Fortune First, Fame Later or Aim for the Enterprise - voodookid
http://techcrunch.com/2011/08/27/aim-for-the-enterprise/

======
mindcrime
You know, I'm tempted to flag this on purely selfish grounds. I want this
article to disappear into the dust-bin of history and never be seen again.

Why?

Because I'm one of those weirdos that finds (most) consumer web apps to be
inane and boring to the nth degree; and who is already all about building an
enterprise startup, and for (mostly) the exact reasons cited by this article.
And I don't want everybody and their brother jumping on the bandwagon! :-)

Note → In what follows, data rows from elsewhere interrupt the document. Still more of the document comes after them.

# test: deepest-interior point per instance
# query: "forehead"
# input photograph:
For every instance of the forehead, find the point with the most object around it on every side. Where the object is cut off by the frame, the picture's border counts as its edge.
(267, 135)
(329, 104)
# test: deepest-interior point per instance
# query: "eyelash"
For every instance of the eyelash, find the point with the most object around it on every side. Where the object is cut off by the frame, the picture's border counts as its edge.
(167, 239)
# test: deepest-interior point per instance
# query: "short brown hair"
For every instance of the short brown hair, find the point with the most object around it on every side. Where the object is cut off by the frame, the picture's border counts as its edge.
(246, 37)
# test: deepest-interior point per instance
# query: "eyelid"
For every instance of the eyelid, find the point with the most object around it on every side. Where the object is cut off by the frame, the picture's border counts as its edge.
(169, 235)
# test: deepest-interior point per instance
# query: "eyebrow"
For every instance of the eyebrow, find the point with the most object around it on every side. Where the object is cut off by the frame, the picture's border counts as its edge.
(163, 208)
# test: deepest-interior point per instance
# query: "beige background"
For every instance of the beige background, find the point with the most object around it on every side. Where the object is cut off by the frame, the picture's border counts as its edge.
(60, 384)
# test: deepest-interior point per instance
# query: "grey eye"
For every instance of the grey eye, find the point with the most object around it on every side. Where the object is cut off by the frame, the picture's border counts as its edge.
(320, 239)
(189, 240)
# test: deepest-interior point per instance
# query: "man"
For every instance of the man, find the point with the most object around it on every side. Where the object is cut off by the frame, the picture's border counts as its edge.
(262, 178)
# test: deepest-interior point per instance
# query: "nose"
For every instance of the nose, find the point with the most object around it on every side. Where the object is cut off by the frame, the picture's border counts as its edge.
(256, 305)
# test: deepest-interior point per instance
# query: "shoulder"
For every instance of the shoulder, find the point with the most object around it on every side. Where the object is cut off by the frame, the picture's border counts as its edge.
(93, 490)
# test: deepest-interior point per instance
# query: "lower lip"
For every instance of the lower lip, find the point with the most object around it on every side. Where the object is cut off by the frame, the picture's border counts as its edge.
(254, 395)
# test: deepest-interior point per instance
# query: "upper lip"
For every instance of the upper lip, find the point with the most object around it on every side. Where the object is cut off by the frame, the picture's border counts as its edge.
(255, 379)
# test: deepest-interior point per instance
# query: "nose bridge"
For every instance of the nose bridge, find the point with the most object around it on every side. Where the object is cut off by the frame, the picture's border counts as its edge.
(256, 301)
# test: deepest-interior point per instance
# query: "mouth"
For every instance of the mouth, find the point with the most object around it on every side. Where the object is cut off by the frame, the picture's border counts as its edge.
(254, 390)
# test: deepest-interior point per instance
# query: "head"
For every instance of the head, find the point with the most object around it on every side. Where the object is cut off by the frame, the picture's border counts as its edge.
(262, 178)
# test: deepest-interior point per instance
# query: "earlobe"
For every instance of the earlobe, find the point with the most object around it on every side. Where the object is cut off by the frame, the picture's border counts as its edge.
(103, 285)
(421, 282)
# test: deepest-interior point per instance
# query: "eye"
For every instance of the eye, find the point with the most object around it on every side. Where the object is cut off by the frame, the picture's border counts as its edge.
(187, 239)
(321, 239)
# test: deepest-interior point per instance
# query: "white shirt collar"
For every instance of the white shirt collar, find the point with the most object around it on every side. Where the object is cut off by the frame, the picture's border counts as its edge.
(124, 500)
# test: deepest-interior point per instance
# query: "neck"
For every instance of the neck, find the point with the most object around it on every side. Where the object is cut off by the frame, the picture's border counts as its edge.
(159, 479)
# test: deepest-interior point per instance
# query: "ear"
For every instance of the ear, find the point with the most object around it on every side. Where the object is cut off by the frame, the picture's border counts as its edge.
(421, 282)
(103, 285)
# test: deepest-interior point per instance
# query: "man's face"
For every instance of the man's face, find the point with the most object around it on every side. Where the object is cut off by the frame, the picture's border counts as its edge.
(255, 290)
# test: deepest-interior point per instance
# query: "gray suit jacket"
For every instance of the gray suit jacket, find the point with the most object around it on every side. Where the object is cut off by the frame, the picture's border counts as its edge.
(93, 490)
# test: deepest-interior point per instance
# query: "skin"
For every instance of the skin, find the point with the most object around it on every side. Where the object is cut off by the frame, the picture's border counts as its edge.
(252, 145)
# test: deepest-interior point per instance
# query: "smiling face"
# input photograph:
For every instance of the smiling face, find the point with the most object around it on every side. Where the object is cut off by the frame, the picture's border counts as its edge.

Ok, ok, I'm being a little bit fascetious. I don't care that much about
competition, and
(God|Allah|Satan|Zeus|Zoroaster|Dionysus|FSM|$DEITY_OF_CHOICE)knows, I have
enough anyway though... Jive Software, Yammer, Clearvale, Microsoft, IBM,
Cisco and others all offer products that are - if not direct competitors - at
least a viable substitute. Fortunately some of them offer complementary
products that support the overall ecosystem I'm working on. A few more
startups probably aren't a big deal.

Suffice it to say, I think this article hits on some very good points. Yes,
selling to the enterprise has it's own set of challenges, but it definitely
has it's advantages as well. The key point probably being "businesses spend
money."